Tout converge vers ce mec, ce vagabond exorciste. La fille est attirée par lui, une mère de famille accourt le chercher pour qu'il sorte sa gamine de sa catatonie, la routarde nymphomane le hèle du bord de la route, un chien vient à sa rencontre, et forcément les gendarmes finissent par s'intéresser à lui... mais son mystère demeure, il ne peut être percé. Tout converge aussi parce que la mise en scène de Dumont rend sensible ces forces. Surtout grâce au travail sur le son. Ce son est celui de la respiration de l'homme qui marche, le bruit de ses pas et de ses gestes, celui du frottement de ses vêtements. Ainsi, même s'il se trouve éloigné de nous dans l'image, sa présence physique est affirmée.
L'autre son marquant de ce film dénué de musique est celui du vent, enregistré directement, laissant comme une piste sonore mal nettoyée. Ce vent typique de ces bords de mer s'infiltre partout, balaie les dunes et évacue de l'écran les couleurs trop vives. Soumis à ce souffle, le paysage dunaire renvoie une lumière particulière, qui émane aussi des visages du gars et de la fille (David Dewaele et Alexandra Lematre sont admirablement dirigés et deviennent inoubliables). Hors Satan est sans doute le film le plus beau, plastiquement, qu'ait signé le cinéaste.
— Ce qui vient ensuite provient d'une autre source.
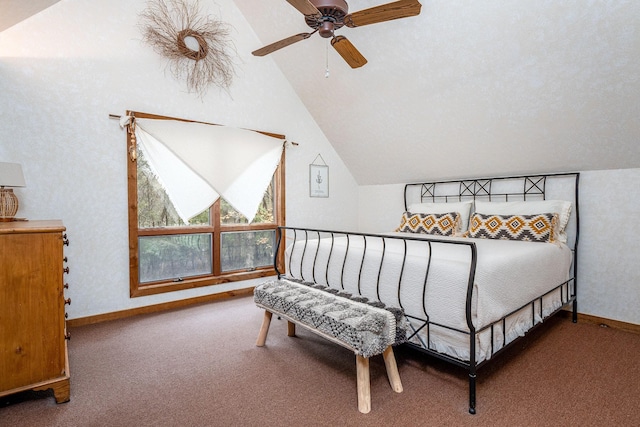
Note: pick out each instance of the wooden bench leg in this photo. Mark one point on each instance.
(363, 384)
(291, 329)
(264, 329)
(392, 370)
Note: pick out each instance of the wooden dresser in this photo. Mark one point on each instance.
(33, 337)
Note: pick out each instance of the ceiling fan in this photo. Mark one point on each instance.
(326, 16)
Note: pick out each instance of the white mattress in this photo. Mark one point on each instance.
(508, 275)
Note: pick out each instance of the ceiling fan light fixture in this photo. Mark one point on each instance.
(326, 29)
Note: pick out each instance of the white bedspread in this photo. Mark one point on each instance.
(508, 275)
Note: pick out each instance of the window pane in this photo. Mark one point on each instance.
(265, 214)
(174, 257)
(247, 249)
(154, 207)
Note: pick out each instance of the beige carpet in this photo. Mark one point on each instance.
(199, 366)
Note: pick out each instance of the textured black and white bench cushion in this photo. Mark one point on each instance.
(368, 328)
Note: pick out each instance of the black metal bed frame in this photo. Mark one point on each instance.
(533, 187)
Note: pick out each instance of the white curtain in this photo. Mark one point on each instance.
(197, 163)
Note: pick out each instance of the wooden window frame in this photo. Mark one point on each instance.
(136, 289)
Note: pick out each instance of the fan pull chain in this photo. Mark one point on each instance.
(326, 71)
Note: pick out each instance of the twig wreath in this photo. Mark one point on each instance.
(196, 46)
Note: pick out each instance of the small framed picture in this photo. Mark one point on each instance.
(318, 181)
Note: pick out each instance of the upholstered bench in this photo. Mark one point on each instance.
(366, 328)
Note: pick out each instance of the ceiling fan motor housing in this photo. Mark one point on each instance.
(333, 13)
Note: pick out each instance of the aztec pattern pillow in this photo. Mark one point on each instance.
(532, 228)
(443, 224)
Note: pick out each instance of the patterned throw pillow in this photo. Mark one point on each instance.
(444, 224)
(533, 228)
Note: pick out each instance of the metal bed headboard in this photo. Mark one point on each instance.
(508, 188)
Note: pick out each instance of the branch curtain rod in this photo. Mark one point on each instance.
(117, 117)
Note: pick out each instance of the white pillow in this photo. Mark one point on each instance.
(463, 208)
(561, 207)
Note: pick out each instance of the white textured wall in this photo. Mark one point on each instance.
(62, 73)
(608, 253)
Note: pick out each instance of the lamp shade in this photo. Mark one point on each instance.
(11, 175)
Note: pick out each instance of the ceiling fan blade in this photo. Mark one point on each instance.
(280, 44)
(348, 51)
(385, 12)
(305, 7)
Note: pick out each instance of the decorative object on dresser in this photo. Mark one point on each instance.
(10, 176)
(33, 337)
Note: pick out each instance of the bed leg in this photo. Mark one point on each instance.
(472, 393)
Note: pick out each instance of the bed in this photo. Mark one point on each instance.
(474, 264)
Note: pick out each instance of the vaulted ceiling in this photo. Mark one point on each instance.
(14, 11)
(465, 89)
(471, 88)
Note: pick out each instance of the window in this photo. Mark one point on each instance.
(216, 246)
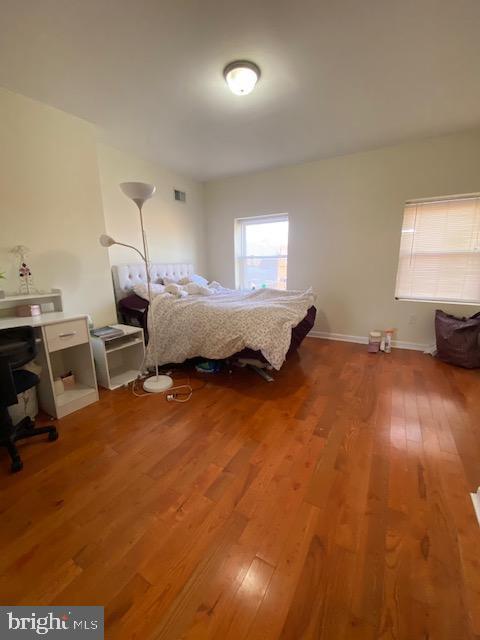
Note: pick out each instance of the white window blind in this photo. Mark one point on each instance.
(261, 252)
(440, 250)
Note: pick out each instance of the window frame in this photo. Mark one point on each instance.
(240, 242)
(437, 299)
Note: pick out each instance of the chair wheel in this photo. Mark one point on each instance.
(17, 465)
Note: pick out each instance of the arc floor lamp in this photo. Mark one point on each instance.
(139, 192)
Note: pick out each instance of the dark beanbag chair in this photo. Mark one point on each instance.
(458, 339)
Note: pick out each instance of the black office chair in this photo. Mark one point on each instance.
(17, 347)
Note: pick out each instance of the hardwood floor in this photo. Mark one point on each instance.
(331, 504)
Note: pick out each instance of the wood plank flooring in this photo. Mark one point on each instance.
(332, 504)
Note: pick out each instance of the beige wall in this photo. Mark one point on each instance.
(175, 230)
(345, 220)
(50, 201)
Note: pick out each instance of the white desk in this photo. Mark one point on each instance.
(63, 345)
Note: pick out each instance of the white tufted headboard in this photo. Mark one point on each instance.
(126, 276)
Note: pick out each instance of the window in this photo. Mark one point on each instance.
(440, 250)
(261, 252)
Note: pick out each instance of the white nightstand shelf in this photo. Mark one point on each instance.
(119, 361)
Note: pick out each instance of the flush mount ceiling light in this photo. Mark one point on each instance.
(241, 76)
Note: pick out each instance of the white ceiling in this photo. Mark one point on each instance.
(337, 75)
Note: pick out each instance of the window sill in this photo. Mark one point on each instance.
(444, 301)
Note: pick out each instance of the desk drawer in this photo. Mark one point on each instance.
(66, 334)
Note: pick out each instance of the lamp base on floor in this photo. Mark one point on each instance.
(157, 384)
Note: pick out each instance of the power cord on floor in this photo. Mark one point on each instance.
(178, 393)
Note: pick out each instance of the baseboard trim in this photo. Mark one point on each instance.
(343, 337)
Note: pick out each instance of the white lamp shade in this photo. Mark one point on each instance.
(241, 77)
(106, 241)
(138, 191)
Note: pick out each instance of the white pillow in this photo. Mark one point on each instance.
(142, 290)
(176, 290)
(195, 289)
(199, 280)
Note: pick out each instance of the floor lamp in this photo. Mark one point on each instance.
(139, 192)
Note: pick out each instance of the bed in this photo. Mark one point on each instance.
(284, 310)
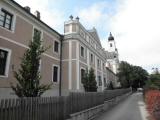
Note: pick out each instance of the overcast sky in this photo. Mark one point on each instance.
(135, 24)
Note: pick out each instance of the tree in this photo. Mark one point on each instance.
(89, 81)
(154, 81)
(132, 76)
(28, 76)
(110, 86)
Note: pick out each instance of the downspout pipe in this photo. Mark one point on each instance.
(60, 75)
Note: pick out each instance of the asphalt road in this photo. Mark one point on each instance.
(132, 108)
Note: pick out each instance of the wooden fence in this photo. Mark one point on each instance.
(53, 108)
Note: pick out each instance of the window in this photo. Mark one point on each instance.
(105, 83)
(56, 46)
(4, 59)
(103, 66)
(99, 81)
(6, 19)
(91, 58)
(98, 62)
(55, 74)
(37, 34)
(82, 74)
(73, 27)
(67, 28)
(110, 44)
(82, 51)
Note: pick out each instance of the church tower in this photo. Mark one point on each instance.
(113, 58)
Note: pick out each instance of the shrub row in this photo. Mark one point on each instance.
(152, 98)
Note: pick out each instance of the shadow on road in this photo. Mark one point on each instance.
(132, 108)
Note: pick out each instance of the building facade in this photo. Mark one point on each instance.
(63, 64)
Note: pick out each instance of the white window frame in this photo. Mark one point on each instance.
(58, 47)
(84, 51)
(13, 19)
(53, 72)
(92, 62)
(82, 68)
(40, 65)
(34, 27)
(7, 63)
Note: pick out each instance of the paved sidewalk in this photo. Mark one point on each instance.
(132, 108)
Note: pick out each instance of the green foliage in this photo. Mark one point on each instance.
(28, 76)
(153, 82)
(89, 81)
(132, 76)
(110, 86)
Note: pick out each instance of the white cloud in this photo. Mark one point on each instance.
(49, 15)
(137, 31)
(95, 15)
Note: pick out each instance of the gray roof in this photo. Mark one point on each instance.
(94, 34)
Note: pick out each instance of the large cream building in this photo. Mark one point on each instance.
(63, 64)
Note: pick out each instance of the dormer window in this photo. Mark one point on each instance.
(6, 19)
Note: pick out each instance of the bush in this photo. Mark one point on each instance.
(152, 98)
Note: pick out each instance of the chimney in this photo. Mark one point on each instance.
(27, 8)
(37, 14)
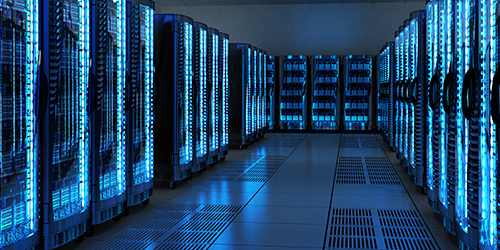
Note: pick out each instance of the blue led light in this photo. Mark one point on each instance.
(202, 95)
(143, 132)
(444, 67)
(494, 212)
(431, 55)
(214, 121)
(186, 145)
(225, 92)
(112, 139)
(254, 92)
(461, 197)
(248, 89)
(459, 19)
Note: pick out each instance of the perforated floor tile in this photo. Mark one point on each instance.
(259, 170)
(366, 170)
(377, 229)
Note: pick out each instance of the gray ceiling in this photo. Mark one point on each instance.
(254, 2)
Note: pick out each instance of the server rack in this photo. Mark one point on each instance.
(325, 87)
(261, 93)
(357, 82)
(254, 93)
(108, 138)
(494, 232)
(213, 95)
(399, 44)
(416, 96)
(447, 183)
(487, 56)
(173, 125)
(435, 115)
(264, 88)
(19, 171)
(465, 229)
(64, 121)
(270, 87)
(386, 72)
(224, 92)
(200, 94)
(476, 215)
(404, 106)
(293, 93)
(139, 105)
(240, 123)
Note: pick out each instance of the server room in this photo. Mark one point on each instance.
(250, 124)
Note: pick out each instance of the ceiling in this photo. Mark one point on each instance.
(255, 2)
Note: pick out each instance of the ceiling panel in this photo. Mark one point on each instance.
(230, 2)
(292, 1)
(357, 1)
(170, 3)
(198, 2)
(262, 1)
(252, 2)
(326, 1)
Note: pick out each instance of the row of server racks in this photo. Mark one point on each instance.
(321, 93)
(439, 109)
(76, 112)
(191, 97)
(251, 88)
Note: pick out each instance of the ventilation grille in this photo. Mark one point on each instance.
(351, 229)
(377, 229)
(279, 141)
(359, 142)
(201, 230)
(175, 226)
(249, 170)
(118, 245)
(366, 170)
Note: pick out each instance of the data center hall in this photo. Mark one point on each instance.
(250, 124)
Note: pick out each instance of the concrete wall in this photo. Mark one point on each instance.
(310, 29)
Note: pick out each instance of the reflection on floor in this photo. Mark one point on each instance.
(286, 191)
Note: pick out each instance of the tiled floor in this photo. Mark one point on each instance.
(286, 191)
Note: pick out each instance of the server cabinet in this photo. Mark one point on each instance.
(200, 95)
(254, 93)
(466, 225)
(173, 127)
(240, 123)
(108, 138)
(493, 232)
(386, 75)
(325, 87)
(263, 98)
(357, 82)
(399, 45)
(416, 97)
(403, 156)
(213, 95)
(19, 134)
(293, 93)
(451, 112)
(260, 93)
(479, 213)
(224, 94)
(64, 121)
(436, 54)
(139, 103)
(270, 87)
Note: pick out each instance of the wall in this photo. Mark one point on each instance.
(310, 29)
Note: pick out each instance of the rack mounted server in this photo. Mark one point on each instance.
(173, 128)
Mais il n'en est pas moins perturbant. A cause notamment de cette balance constante entre la douceur et la violence, entre le sacré et le banal, entre la sordidité du fait divers et la nudité de la spiritualité. Et ce double mouvement ne cesse de s'accentuer jusqu'à la fin, en passant par une dernière demie-heure qui n'en finit pas de proposer des fins possibles, où Dumont tente des choses incroyables et parvient à désamorcer au fil de ses séquences des équations risquées (comme : femme = démon) en ne comptant que sur notre ressenti. Domptant toutes ces forces contradictoires, Hors Satan dégage une puissance cinématographique vraiment hors norme.
HORS SATAN
de Bruno Dumont
(France / 110 min / 2011)
Commentaires
dans votre top de l'année? ^^
Une horreur, je me suis ennuyé comme rarement et ai trouvé que tous les parti-pris de Dumont tombaient à plat (sauf la bande-son). Qu'il est loin le temps de Flandres...
Nico : Assurément.
Chris : Au contraire, je passe par-dessus Flandres pour retrouver le temps de L'humanité. Personnellement, j'ai vu dans Hors Satan, peut-être comme jamais, les idées de Dumont prendre vraiment forme.
Gah !
Je partage le sentiment de flottement dont vous parlez. J'ai moi-même vu le film de Bruno Dumont depuis plus d'un mois et je n'ai pas tout compris, je n'ai pas donné du sens à l'ensemble. Ce n'est pas un mauvais signe à mes yeux, cette puissance et ce mystère du film de Dumont que vous soulignez, me plaît.
A force d'y réfléchir, d'examiner les signes, les éléments, les dits, les non-dits etc, j'ai fini par isoler comme vous une figure récurrente du film : cette balance, ces forces contradictoires ou tension entre deux pôles, par exemple l'eau et le feu : je crois que l'eau est l'élément de la fille (dont l'eau intime), le feu celui du gars (dès le début il marche sur le feu, puis il fait feu etc). De manière plus large : la toute jeune fille est littéralement une pisseuse. La randonneuse se glissera à l'eau. La fille s'avance seule vers la mer (le gars ne la suit pas, elle le lui reproche), elle lui montre la pluie qui s'écoule et fait jolie cascade musicale de fortune, elle traverse les bassins remplis d'eau. Elle ressuscitera au bord de la pièce d'eau.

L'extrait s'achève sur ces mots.